I don’t condone cheating, but I do condemn monogamy for setting up this double jeopardy. I understand why men cheat and permitted them to tell their own stories without moral condemnation through my research.
This position is unpopular in a culture which so highly values fidelity. Thus, I rather feel like a boy pointing out the fact that the Emperor has no clothes. But I suggest that my thesis must resonate with most who read it at some level. This is because the evidence about monogamy suggests that while we value it, it is not working. Not only have 78% of those in my study cheated, but evidence is all around us that, as an institution, monogamy has failed. Previous research on married men and women in the United Kingdom, for example, shows that more than 70% of men and women have at one time cheated on their partner.
In light of my thesis, some choose a moralist stand, arguing that men should not act on their desires no matter how strong. Others seem to want men doomed to a life of loneliness, suggesting that they should never enter into relationships if that is their belief, or those are their sexual desires.
Both of these positions, however, are a return to matters as usual. They value a cultural script (monogamy for life) that is clearly not working. It is also these scripts that keep men lying about their desires and hiding their cheating. Few point out the obvious answer to the dilemma of monogamy and cheating — sexually open relationships.

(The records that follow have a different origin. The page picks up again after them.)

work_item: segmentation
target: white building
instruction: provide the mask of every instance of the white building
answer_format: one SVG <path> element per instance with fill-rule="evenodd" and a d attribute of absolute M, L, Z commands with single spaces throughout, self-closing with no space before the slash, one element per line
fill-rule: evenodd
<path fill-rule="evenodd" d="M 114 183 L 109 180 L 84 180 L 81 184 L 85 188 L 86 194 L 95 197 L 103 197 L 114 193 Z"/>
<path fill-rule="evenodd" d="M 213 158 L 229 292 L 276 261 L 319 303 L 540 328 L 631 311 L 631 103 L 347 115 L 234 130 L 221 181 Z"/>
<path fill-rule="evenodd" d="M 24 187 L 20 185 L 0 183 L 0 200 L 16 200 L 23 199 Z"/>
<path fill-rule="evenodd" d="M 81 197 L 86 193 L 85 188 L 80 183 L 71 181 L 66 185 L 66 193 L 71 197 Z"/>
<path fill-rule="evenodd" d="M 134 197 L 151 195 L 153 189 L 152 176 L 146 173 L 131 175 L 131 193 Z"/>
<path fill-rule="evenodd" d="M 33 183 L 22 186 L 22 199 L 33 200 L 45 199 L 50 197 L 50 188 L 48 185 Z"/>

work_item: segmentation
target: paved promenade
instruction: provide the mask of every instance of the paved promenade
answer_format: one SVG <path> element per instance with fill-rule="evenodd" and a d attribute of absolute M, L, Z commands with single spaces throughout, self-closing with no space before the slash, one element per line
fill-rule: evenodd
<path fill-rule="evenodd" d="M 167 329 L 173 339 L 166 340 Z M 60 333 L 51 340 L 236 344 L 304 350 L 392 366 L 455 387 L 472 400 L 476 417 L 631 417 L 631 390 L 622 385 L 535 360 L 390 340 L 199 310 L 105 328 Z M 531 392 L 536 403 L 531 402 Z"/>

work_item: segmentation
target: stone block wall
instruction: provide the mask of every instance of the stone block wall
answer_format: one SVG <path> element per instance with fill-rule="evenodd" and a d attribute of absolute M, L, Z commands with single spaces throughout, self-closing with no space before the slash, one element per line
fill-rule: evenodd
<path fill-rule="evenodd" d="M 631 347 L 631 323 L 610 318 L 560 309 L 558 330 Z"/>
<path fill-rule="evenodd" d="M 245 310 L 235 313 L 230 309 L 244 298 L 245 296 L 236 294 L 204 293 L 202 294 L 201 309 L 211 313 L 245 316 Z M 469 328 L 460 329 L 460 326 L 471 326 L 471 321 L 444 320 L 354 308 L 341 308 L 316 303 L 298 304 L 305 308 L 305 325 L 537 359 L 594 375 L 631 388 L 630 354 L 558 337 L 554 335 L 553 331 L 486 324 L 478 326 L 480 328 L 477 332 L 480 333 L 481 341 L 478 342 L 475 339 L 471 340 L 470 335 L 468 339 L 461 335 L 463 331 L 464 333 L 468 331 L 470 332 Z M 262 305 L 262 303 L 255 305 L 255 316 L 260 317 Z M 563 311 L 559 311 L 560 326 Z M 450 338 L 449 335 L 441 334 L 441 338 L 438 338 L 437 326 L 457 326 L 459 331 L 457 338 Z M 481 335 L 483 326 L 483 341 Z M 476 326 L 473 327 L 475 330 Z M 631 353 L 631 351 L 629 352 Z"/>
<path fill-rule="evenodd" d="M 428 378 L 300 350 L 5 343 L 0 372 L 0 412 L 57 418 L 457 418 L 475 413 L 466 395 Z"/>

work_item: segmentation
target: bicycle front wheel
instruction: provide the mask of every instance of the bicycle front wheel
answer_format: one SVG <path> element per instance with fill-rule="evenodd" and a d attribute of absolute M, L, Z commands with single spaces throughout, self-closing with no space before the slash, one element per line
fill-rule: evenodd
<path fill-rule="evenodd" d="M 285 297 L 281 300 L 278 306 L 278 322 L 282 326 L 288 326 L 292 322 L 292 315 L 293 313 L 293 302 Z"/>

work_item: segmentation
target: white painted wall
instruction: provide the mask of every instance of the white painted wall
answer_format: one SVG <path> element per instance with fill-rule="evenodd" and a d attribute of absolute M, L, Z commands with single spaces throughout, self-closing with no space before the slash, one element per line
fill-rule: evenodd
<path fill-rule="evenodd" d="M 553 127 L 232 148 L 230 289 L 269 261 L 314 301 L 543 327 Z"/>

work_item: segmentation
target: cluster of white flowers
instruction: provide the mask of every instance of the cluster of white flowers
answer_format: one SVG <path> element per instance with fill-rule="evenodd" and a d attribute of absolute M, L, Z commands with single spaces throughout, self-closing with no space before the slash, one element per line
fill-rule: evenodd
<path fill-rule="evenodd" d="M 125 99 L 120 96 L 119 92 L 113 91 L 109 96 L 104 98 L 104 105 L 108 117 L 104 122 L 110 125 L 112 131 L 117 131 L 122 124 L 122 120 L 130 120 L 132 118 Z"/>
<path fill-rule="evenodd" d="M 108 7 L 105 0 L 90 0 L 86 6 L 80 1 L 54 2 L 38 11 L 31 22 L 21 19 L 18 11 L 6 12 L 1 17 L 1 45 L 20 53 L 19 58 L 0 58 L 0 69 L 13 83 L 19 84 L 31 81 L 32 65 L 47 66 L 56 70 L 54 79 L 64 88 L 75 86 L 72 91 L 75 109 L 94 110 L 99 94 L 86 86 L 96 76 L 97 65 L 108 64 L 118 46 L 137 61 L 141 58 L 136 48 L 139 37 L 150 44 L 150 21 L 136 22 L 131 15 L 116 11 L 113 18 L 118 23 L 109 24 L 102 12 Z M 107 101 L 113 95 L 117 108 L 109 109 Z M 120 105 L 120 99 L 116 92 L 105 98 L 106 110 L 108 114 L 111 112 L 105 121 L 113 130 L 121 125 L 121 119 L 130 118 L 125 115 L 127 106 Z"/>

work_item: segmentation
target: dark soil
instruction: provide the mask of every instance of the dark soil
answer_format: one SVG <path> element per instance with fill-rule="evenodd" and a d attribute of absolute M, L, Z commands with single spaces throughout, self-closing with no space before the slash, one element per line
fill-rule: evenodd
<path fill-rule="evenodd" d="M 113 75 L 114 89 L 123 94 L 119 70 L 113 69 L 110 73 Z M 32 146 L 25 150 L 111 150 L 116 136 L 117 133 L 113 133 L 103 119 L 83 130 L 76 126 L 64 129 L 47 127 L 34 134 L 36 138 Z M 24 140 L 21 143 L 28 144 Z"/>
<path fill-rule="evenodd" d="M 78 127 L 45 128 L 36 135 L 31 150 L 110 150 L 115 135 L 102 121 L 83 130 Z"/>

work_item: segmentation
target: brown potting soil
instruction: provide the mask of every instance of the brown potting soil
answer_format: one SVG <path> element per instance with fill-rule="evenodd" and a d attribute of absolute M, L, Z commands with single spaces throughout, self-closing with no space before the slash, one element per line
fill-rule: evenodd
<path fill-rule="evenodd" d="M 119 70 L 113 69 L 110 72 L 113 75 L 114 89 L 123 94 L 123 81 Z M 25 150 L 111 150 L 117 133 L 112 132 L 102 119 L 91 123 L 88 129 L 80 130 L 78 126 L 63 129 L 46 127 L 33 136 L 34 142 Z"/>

Here, in an egalitarian manner, a couple reserves emotional fidelity, while structuring in rules for extra-dyadic, recreational sex.
Thus, the way out of the monogamy gap is for us to begin equally valuing sexually open relationships, alongside monogamous ones. Feeling victimized by one’s cheating is a socially constructed emotion that ultimately leads to the decrement of otherwise healthy relationships. Open sexual relationships can, oddly enough, provide increased protection from sexually transmitted diseases/infections; and open relationships can wither jealousy scripts that lead to emotional distress in a relationship.
Finally, when there is no stigma to having an open sexual relationship, men and women will begin to be more honest about what they want sexually, and how they desire to achieve it. Only once sexually open relationships become a viable cultural choice — free of stigma or hierarchy — will men and women begin to talk honestly about what form of relationship would serve them best. Only then will they be permitted to change the rules of sex with others in their relationship, as they see fit.
Professor Eric Anderson is the author of The Monogamy Gap: Men, Love, and the Reality of Cheating and an American sociologist at the University of Winchester. He is known for his research on sex, gender, and sport. Anderson is also the author of eight books, many of which document the development of pro-gay attitudes in young, heterosexual men. His work examines how this changing culture enables heterosexual men to show love and affection more openly toward their male peers, and how openly gay male athletes are thriving in sport.